The plan was a block-by-block reorganization of Iraqi society involving the forced relocation of millions.

Both the young authors were clean cut and well spoken.  They made a convincing presentation.  Afterwards, they graciously answered questions from an appreciative audience.

Nobody asked by what right these nice boys presumed to draw up these plans.

Some weeks later, another well spoken youngster appeared for half an hour on the Charley Rose Show.  Her name was Megan O’Sullivan, and she had just graduated to academia after six years of service to the Bush administration.  When she left, she was Deputy National Security Adviser.  She was the senior director for Iraq.  Like the decent and earnest young men in Washington, she was well dressed, well groomed, well spoken and confident.

Because Charley Rose is one of the best informed of our TV hosts, and perhaps because Ms. O’Sullivan was not quite the diplomatic luminary we are accustomed to finding at “the table,” Mr. Rose pressed his guest more than usual.  His attitude was “what went wrong?"  Her attitude was “don’t be too quick to judge.”  She admonished him that one could not know if one had “paid” too much until the final costs were known, and only then could we see what we had gotten for our money.  He politely brushed aside this stall, and insisted on some explanation for what was plainly a situation no one in his or her right mind could have intended.

At this insistence, she conceded some peripheral points.  She described the situation as “a work in progress”, adding that during her six-year involvement, she had “learned a lot about this part of the world.”  Without conceding failure, and with some aplomb, she casually touched on some “misjudgments” and pointed to “bad implementation” of being “out of synch” and being caught off guard by problems she “didn’t anticipate.”

If we were talking about an artist learning how to paint, a young teacher in a tough classroom, or a geologist trying to figure out how to extract oil from shale, this type of explanation would be appropriate.

Help Wanted: To plan invasion of Mesopotamia and assist in Nation Building.  No experience necessary.  Academic credits will be considered.  Must be politically correct.

There are no qualifications for her job because it has never been done before.  There are no mentors, no blueprints, no standards, and no resumes for an undertaking without precedent.  If this war had been forced on us, as wars often are, we would have had no choice but to make it up as we went along.

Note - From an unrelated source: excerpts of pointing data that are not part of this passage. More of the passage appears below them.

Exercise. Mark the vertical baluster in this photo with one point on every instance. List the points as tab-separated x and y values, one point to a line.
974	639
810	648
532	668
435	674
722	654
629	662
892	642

How do we explain the willingness to “wing it” when we are fighting a war of choice?  In particular, how do we explain how that segment of our society that should have been relied upon to bring rigid intellectual standards of analysis and scholarship to bear, to have reference to a scientific method, could have voluntarily and enthusiastically embarked upon on an adventure without data, without any basis to predict success, when the consequences of error could only be of the gravest possible type?

Ms. O’Sullivan, herself, framed the problem perfectly when she summed up by saying, “Its all about making decisions with incomplete information, and not enough time.”

It is this acceptance of a hysterical imperative that best explains the role of an inflated academy in the MIC.  To be seduced by power includes accepting that we have no choice and that we must act.  In this intoxicated state we take on responsibilities for which no one is qualified.  There can be no rational expectation of success.  Indeed, the fatal consequences predicted by experience and true scholarship are subsumed.